[SOLVED] OptiX 5 interop DirectX 11 example?


UPDATE using CUDA 10.0 and OptiX 6.0.0 Win10PRO 64bit v1607:
I finally got it done using the technique shown in the CUDA sample
CUDA Samples\v10.0\2_Graphics\simpleD3D11Texture

the OptiX outputbuffer I access this way:

void* buffer_DevPtr = (float*)outputbuffer->getDevicePointer(0);

writing the output buffer data into a D3D Texture2D then is done in a CUDA kernel. DirectX 11 can access it.

it now also works for writing to a D3D StructuredBuffers (there cudaGraphicsResourceGetMappedPointer works and gives a device pointer, which directly can be used in a CUDA kernel).

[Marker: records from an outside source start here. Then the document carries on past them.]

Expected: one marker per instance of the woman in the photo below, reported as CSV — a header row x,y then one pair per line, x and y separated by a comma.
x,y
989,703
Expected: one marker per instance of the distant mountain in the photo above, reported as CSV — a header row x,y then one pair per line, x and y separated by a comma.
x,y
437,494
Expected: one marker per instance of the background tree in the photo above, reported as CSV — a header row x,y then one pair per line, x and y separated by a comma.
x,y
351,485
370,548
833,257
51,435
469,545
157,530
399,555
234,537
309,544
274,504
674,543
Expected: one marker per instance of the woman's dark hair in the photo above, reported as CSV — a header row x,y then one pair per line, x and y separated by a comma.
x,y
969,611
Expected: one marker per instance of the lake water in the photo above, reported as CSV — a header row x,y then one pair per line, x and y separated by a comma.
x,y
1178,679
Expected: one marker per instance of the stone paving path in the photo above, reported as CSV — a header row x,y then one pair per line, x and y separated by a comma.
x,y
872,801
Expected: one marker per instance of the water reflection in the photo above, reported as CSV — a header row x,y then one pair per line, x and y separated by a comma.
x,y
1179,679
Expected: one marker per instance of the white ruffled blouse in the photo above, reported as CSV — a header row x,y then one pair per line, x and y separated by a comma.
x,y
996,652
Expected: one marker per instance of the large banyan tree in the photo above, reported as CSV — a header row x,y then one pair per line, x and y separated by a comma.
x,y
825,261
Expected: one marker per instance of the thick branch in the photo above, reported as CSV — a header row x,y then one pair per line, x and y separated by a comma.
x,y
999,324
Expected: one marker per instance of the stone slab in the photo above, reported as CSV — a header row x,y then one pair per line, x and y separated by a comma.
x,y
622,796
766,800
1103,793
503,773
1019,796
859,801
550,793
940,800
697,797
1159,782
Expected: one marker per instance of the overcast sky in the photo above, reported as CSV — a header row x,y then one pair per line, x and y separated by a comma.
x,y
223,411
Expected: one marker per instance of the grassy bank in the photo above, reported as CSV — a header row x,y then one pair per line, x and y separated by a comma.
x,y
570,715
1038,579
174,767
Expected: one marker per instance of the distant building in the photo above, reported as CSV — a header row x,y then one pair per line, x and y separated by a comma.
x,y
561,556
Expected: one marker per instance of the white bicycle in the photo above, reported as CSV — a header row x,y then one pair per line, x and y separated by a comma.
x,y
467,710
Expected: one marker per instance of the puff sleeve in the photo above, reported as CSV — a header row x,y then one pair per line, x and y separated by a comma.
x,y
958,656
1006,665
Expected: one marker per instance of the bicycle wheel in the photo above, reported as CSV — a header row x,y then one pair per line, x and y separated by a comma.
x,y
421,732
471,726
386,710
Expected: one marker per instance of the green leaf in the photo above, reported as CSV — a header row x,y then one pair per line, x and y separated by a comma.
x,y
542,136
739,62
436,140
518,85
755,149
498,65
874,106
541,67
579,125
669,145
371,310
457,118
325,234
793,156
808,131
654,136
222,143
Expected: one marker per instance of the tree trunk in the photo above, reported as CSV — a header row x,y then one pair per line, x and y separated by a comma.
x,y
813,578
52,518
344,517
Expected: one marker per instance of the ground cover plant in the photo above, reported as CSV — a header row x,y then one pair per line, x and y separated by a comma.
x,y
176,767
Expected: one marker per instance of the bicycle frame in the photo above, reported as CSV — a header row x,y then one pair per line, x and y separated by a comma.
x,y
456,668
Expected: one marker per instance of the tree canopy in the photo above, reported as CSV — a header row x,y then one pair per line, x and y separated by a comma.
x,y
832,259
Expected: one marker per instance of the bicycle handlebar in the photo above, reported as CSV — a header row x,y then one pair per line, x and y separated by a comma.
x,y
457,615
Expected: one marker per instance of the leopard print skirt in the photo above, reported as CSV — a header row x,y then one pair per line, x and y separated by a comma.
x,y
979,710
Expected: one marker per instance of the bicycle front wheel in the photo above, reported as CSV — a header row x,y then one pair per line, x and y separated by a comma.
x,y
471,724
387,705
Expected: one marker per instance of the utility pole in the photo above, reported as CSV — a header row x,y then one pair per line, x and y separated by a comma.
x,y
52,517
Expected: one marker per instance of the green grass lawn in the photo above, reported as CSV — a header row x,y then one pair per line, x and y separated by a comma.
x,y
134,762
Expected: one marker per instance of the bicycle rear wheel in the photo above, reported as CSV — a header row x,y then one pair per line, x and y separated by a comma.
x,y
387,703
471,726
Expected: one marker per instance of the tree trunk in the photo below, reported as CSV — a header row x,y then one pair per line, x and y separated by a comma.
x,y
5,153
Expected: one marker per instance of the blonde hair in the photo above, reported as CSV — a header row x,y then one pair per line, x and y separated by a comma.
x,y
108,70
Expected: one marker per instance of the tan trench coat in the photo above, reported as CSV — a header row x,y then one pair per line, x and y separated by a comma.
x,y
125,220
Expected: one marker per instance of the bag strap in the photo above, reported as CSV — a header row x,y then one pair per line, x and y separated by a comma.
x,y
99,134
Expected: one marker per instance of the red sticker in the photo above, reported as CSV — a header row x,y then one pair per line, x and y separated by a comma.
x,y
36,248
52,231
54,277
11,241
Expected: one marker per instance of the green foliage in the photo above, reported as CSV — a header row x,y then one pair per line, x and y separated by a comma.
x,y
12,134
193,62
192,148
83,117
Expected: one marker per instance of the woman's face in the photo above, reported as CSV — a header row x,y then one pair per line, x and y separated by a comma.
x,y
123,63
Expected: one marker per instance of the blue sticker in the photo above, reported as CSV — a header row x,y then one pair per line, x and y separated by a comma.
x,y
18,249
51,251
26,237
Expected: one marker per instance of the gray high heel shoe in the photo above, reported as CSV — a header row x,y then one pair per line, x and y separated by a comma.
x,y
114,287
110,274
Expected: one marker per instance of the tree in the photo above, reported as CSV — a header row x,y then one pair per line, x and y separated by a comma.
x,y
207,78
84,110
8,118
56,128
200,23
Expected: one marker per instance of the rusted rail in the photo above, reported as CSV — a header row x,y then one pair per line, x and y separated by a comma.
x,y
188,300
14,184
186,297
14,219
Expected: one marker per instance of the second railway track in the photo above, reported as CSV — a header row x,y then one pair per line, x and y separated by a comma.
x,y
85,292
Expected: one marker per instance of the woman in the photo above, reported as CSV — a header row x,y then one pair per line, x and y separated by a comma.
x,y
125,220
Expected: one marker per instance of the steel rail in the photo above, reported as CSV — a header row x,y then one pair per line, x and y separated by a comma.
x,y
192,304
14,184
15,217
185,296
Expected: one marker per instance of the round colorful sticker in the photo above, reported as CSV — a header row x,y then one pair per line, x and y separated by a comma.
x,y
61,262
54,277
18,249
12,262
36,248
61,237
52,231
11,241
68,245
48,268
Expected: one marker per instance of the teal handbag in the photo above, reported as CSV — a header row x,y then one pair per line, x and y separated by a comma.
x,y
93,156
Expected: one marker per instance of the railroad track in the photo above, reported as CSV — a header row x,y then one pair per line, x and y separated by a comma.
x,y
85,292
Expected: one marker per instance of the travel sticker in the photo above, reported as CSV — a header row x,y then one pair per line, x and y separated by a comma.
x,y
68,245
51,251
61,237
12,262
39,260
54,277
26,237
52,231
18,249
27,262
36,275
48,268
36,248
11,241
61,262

writing to an RT_BUFFER_INPUT is obivously possible, but attaching it to a TextureSampler can cause problems; see:


I’m new to OptiX and I looked at all the samples of OptiX 5. Its great! But I did not find any example for using the “D3D11 interop”.
In folder “C:\ProgramData\NVIDIA Corporation\OptiX SDK 5.0.0\include” there is a file called “optix_d3d11_interop.h” But how should I use it?

I would be interested in rendering OptiX output into a D3D11 rendertarget

If no direct interop is possible, I want to read out all the color + depth data from OptiX and render them with D3D11

UPDATE: In the docs of OptiX 5.0.0 (under “3.6.7 Limitations”) I found “Direct3D and CUDA interop are not supported.”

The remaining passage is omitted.